Jobs Market Strong, but Fiscal-Cliff Worries Hit Consumers

The jobs market is showing resilience in the face of the year-end fiscal cliff, despite economists' fears that the mere threat of tax hikes and spending cuts might cause employers to put the brakes on hiring.

Rather than slowing sharply just one month before this dire scenario, government figures released on Friday showed that the labor-market recovery continued its slow, steady pace in November.

Payrolls rose by a better-than-expected 146,000 jobs last month, according to the Labor Department. That’s slower than the average monthly pace of 151,000 seen so far in 2012. But it's a slight improvement from the previous two months, in which payrolls rose by 132,000 and 138,000.

Unemployment fell to 7.7 percent, a drop of 0.2 percentage points, but it was accompanied by a decline in labor-force participation. When people become so discouraged they stop looking for work, labor-force participation can drop and that can drive the unemployment rate down. It's not a healthy sign for the economy. "Typically, when we get closer to sustainable recoveries in the labor market … more people join the labor force and the labor-force participation rate goes up,” said Chris Lafakis, senior economist at Moody’s Analytics.

But Hurricane Sandy, a late-October storm that caused widespread work disruptions on the East Coast, may share some of the blame. The storm didn’t “substantively impact” the figures, the government said, but economists saw its debris in various parts of the report. The number of people who couldn’t work because of the weather last month, for example, was roughly 300,000 higher than in the average November, according to Capital Economics. The effects are expected to lift in coming months.

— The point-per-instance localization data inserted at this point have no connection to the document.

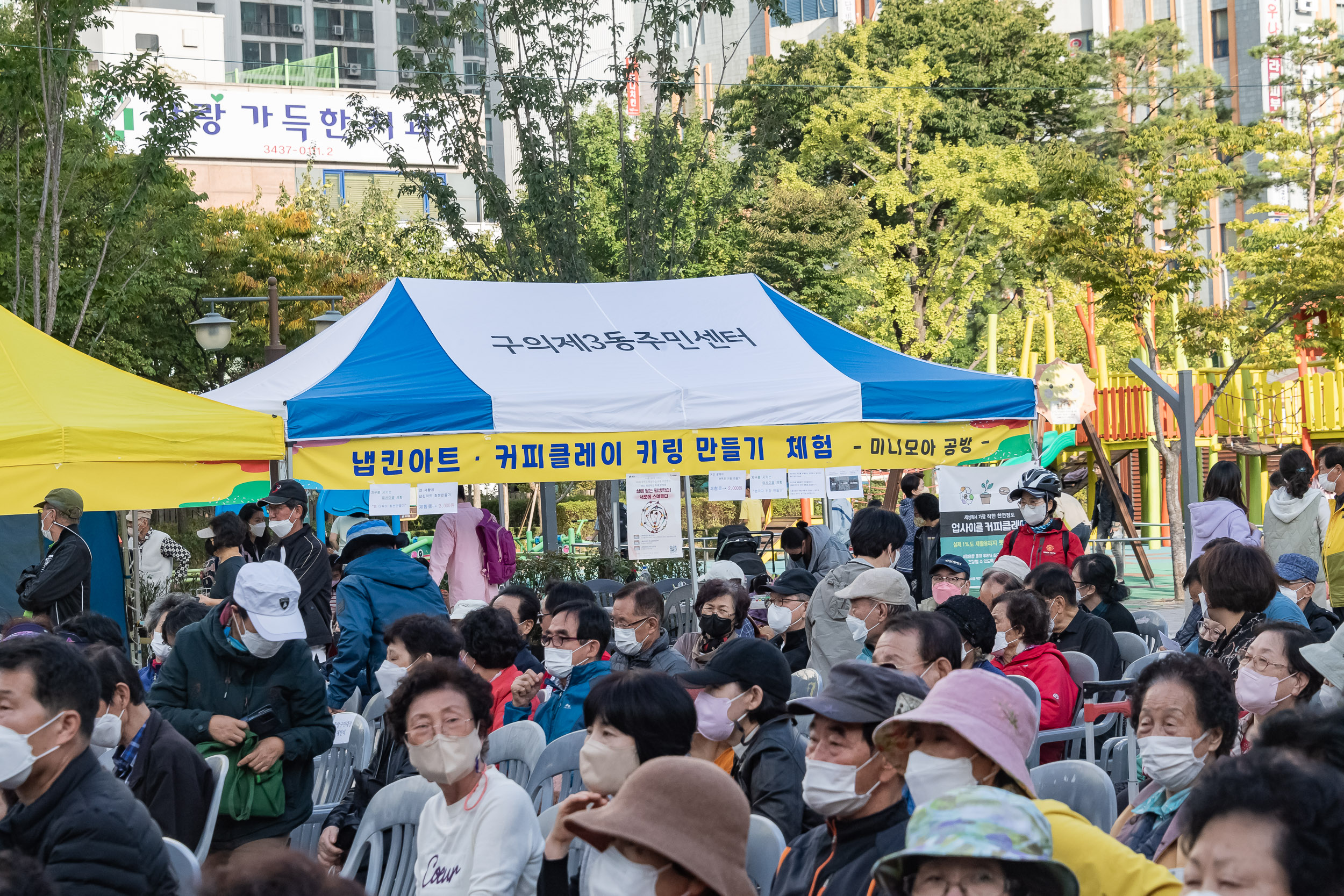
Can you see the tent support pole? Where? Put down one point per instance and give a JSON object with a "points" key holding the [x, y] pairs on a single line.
{"points": [[690, 532], [549, 540]]}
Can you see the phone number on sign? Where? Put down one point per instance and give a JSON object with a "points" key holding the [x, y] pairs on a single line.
{"points": [[278, 149]]}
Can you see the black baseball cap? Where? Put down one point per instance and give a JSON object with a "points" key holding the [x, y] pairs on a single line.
{"points": [[795, 582], [955, 563], [285, 491], [859, 692], [752, 660]]}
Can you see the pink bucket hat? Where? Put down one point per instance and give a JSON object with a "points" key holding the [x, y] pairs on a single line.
{"points": [[987, 709]]}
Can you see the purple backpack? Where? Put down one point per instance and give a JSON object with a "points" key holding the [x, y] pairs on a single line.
{"points": [[501, 551]]}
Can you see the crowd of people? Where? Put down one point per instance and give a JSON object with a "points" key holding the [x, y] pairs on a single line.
{"points": [[904, 770]]}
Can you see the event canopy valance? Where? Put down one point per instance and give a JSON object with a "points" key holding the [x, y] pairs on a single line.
{"points": [[119, 440], [613, 370]]}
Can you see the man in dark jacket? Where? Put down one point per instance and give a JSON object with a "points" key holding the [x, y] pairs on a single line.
{"points": [[381, 585], [867, 822], [58, 586], [249, 655], [638, 634], [93, 837], [299, 548], [162, 769], [754, 676]]}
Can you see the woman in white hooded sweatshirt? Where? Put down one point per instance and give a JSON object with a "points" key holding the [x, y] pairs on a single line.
{"points": [[1296, 515]]}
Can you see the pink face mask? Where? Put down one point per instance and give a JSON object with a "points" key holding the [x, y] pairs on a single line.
{"points": [[944, 590]]}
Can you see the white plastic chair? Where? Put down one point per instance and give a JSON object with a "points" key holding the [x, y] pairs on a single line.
{"points": [[1081, 786], [560, 758], [218, 770], [184, 867], [390, 820], [332, 774], [515, 749], [1131, 647], [765, 845]]}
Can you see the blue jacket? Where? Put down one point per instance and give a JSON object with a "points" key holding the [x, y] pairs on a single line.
{"points": [[380, 587], [563, 712]]}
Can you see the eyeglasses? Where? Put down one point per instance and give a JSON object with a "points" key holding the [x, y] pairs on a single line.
{"points": [[1259, 664]]}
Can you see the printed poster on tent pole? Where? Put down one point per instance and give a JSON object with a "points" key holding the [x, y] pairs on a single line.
{"points": [[976, 515], [654, 505]]}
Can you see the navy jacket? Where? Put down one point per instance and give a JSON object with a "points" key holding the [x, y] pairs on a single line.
{"points": [[380, 587]]}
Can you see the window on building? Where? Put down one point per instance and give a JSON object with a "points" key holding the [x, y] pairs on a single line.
{"points": [[1218, 23]]}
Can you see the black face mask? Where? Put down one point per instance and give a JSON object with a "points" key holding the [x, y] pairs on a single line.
{"points": [[716, 628]]}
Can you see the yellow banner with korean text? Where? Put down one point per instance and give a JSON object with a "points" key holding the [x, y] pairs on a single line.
{"points": [[563, 457]]}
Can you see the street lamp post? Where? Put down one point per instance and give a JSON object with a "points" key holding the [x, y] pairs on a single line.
{"points": [[214, 331]]}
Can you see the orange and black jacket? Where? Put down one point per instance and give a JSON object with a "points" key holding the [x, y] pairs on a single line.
{"points": [[838, 857]]}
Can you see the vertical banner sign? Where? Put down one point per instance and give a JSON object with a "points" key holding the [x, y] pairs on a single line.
{"points": [[976, 512], [654, 504], [632, 88]]}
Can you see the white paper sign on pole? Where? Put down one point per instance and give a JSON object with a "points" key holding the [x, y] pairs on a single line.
{"points": [[654, 504], [389, 499], [845, 481], [769, 484], [807, 484], [436, 497], [727, 485]]}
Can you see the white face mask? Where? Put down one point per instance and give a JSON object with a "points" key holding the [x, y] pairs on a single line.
{"points": [[614, 875], [389, 676], [1171, 761], [627, 641], [160, 647], [560, 663], [932, 777], [1033, 513], [445, 759], [830, 787], [604, 769], [778, 618], [106, 730], [17, 754], [260, 647]]}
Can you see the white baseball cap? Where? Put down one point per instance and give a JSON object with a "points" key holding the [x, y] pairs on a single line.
{"points": [[269, 593]]}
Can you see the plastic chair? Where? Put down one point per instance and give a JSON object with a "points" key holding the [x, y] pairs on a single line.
{"points": [[184, 867], [332, 774], [1131, 647], [1143, 663], [517, 749], [1081, 786], [389, 824], [668, 586], [1152, 617], [765, 845], [560, 758], [605, 590], [218, 770], [1028, 688]]}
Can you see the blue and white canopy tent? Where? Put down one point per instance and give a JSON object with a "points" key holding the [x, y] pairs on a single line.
{"points": [[483, 382]]}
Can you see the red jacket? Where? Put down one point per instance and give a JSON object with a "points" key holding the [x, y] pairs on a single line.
{"points": [[1049, 671], [1055, 544]]}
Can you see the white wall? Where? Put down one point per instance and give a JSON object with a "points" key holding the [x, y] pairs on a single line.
{"points": [[191, 45]]}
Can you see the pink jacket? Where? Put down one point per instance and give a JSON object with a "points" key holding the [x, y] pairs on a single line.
{"points": [[459, 553]]}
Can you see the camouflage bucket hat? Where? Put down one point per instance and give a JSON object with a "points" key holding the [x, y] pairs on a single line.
{"points": [[980, 822]]}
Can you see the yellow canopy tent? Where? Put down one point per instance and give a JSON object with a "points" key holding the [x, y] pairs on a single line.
{"points": [[68, 420]]}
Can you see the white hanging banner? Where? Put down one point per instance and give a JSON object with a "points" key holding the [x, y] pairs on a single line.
{"points": [[807, 484], [845, 481], [769, 484], [654, 505], [727, 485], [436, 497], [389, 499]]}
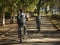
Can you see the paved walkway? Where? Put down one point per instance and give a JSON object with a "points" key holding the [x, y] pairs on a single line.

An agreement to avert the cliff would further bolster the labor market. “If the cliff is averted, then we could see the release of some pent-up demand,” Paul Ashworth, Capital Economics' chief U.S. economist, said in a research note. Putting the country’s finances on a sustainable long-term course and avoiding another debt-limit showdown when the nation once again hits its borrowing limit in early 2013 would be even better.

In the meantime, lawmakers and interest groups on the left and the right claimed on Friday that the jobs report bolstered their positions on the fiscal cliff. But no matter how you spin the numbers, economists said, the report is a reflection of year-long trends.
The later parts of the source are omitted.